Still Hard To Warm Up To The Idea Of New York Super Bowl

Created on Feb. 01, 2014 8:28 PM EST

The members of the NFL’s top administration have apparently caught a break.

It appears that Sunday’s Super Bowl will be played in decent weather.

No snowstorm.

No ice storm.

No John Facenda of NFL films talking about the frozen tundra.

No brutally cold winds knocking down punts, passes and field goals with ease.

The Big Apple will not have icicles on it at kickoff.

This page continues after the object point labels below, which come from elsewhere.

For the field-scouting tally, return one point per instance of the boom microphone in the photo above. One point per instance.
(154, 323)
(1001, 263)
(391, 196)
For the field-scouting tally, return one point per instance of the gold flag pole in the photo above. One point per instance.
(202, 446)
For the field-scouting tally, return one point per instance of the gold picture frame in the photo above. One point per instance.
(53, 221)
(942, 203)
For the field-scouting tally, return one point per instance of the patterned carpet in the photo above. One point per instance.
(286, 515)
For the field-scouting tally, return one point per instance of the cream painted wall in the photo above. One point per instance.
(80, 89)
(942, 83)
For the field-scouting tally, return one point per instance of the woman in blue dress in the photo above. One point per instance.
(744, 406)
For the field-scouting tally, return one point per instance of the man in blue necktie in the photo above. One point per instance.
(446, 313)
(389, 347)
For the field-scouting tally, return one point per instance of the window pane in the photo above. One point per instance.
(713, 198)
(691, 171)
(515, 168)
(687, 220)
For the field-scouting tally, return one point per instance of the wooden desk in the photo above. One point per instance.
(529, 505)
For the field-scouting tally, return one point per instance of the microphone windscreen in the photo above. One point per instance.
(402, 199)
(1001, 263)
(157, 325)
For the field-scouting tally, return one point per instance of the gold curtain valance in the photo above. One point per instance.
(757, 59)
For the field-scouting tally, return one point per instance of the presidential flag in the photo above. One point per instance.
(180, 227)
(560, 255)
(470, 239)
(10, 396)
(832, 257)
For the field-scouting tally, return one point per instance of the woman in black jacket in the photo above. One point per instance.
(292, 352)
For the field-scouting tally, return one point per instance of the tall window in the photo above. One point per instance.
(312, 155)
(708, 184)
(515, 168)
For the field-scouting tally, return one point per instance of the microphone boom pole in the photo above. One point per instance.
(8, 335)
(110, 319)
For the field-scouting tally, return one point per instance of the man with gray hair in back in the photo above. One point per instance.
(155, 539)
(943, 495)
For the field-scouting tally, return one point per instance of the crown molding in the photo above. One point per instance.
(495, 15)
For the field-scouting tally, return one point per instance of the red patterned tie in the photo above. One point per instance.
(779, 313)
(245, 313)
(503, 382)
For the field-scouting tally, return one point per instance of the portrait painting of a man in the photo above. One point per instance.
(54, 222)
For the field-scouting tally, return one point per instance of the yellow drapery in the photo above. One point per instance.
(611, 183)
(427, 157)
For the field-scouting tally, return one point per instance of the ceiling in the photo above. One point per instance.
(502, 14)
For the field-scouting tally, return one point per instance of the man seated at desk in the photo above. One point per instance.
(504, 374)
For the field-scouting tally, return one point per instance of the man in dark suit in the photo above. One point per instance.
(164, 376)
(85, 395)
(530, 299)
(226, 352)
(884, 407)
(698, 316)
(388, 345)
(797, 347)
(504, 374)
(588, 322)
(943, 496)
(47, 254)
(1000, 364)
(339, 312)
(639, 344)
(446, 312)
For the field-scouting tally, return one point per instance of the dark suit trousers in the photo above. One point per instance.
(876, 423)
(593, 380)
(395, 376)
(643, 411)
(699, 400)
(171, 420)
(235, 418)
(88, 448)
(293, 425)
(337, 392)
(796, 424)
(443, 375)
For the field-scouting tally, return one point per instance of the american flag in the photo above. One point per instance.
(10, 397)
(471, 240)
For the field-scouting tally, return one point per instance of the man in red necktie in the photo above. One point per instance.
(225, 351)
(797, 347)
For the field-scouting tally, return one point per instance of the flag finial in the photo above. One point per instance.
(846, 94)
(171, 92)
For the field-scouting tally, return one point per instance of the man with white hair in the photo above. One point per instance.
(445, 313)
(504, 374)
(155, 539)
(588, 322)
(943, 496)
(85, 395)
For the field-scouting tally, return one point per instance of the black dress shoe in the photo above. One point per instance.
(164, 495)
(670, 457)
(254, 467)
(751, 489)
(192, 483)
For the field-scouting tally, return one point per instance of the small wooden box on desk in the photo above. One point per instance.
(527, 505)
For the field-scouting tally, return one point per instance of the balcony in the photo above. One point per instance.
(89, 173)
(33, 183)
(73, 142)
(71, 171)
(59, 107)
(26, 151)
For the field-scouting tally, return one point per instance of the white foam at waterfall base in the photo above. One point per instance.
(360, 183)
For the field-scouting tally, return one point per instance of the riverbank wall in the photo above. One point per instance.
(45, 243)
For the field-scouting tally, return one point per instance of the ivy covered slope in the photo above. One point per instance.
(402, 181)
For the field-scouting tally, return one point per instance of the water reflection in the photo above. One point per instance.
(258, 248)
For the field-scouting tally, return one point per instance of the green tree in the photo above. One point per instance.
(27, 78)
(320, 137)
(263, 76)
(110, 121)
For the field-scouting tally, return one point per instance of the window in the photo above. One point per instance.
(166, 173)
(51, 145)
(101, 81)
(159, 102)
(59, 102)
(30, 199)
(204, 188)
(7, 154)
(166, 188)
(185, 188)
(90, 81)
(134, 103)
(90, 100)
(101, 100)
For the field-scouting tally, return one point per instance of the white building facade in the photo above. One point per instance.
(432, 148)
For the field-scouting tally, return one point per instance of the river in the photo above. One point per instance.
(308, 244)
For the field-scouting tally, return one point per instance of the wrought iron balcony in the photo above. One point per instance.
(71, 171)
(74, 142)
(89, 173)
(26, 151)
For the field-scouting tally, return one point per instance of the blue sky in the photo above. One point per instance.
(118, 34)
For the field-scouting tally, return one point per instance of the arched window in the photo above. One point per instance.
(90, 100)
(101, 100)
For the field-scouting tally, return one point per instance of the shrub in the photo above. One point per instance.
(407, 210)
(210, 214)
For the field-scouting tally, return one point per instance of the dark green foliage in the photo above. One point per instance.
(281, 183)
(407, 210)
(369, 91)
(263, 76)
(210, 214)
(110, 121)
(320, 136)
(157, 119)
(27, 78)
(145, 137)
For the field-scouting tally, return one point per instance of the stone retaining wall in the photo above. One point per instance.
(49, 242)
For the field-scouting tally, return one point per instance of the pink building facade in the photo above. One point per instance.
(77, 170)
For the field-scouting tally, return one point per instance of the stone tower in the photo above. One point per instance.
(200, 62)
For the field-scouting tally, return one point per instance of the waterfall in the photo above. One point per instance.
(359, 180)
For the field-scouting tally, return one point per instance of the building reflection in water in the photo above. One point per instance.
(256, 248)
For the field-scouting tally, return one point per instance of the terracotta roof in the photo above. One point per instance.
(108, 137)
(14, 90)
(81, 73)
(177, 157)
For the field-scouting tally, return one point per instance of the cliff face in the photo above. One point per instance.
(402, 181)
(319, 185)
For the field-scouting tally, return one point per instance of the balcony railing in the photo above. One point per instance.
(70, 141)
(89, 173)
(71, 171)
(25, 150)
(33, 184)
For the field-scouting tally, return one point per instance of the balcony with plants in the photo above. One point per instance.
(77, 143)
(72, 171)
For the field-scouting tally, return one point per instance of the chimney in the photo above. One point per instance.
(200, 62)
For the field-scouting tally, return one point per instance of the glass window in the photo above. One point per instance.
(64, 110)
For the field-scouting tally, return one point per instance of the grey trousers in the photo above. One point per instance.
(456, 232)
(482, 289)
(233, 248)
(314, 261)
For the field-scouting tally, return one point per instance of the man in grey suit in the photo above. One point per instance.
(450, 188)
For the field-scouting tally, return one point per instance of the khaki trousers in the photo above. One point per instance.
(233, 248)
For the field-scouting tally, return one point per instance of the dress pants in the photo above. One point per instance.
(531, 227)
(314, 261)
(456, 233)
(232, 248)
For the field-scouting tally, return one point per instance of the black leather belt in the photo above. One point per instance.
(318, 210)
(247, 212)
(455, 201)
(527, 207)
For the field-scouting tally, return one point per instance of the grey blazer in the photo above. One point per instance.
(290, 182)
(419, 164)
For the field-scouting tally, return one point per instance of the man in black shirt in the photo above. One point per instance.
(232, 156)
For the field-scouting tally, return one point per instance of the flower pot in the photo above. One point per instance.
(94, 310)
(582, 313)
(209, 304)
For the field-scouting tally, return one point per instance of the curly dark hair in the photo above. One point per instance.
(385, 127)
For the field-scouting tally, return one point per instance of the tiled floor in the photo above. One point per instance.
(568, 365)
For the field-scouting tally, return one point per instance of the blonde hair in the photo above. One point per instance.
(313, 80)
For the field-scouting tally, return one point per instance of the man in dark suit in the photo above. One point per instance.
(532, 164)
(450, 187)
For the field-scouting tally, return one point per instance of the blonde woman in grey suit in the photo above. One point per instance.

So the top brass can pat itself on the back.

Good for those people.

But that’s not the point.

They just got lucky, that’s all. As powerful as NFL Commissioner Roger Goodell is, he doesn’t control Mother Nature. A woman – Mother Nature – does that. I know, women control everything – in and out of sports. Face it, guys.

The basis of what Goodell and his deep thinkers thought was wrong – is wrong -- in every way, shape and form, and they are too proud, too condescending or, worse yet, too ignorant, to admit it.

A history lesson for those who think a Hula Hoop is what they give to the members of the winning team in the Hula Bowl: When the Super Bowl – er, excuse me, the NFL-AFL World Championship Game – was conceived, one of the main premises was putting it at a site where weather would not be a factor. That was somewhere with warm weather year round. There weren’t domes then – only the Astrodome, but with just a 50,000-seat capacity, it was way too small to ever host the game – so it had to be Los Angeles or Miami or New Orleans. These were the days before the Superdome was built.

That made sense. The NFL had had enough championship games in places like New York, Green Bay, Cleveland and Chicago in which weather was almost as much as of a story as the players themselves, or maybe even more so.

From 1962-65, and then again from 1967-69, the NFL (NFC) Championship Game was played in cold, snowy, windy and/or wet conditions.

Did the better team win in every instance? Maybe, but maybe not. We’ll never know that, will we?

In 1962 at Yankee Stadium when the Packers out-slid the Giants 16-7 on a frozen turf, the wind was so strong that New York QB Y.A. Tittle almost had a pass blown back into his face. In 1963, when the Bears beat the Giants 14-10 at Soldier Field, it was miserably cold.

It was also terribly cold – and snowy – at Cleveland Stadium in 1964 when the Browns stunned the Baltimore Colts 27-0.

In 1965 at Lambeau Field, what had been a fast track the day before turned into a muddy mess following an overnight snowstorm. So the advantage went from being in favor of the speedy Browns to the power-laden Packers, and the result was a 23-12 Green Bay victory.

In 1967 at Lambeau was the famous Ice Bowl, the coldest game in NFL history, and the Packers beat the Dallas Cowboys 21-17.

The Colts – Shhh! Don’t tell Goodell, but they were still in Baltimore then – shut the Browns 34-0 at Cleveland in 1968 on a wet, cold, rotten day.

Finally, in 1969 at Bloomington, Minn., the Minnesota Vikings routed the Browns 27-7. It was so cold that Walter Johnson, Cleveland’s Pro Bowl DT, got frostbite on his fingers. He was also the Browns’ biggest player, and as such it took a lot of his teammates to hold him down so he could get treatment as he writhed in pain on the locker room floor.

Is that football? Or abuse?

I think the latter.

I’m all about tradition. Nobody values it more than I do, and few value it as much.

But tradition is not subjecting the Super Bowl to a blizzard when there are any number of warm, comfortable places where it can be held.

So the NFL avoided disaster this time. If Roger Goodell is wise, then he won’t put the world’s biggest game up to chance in that regard ever again.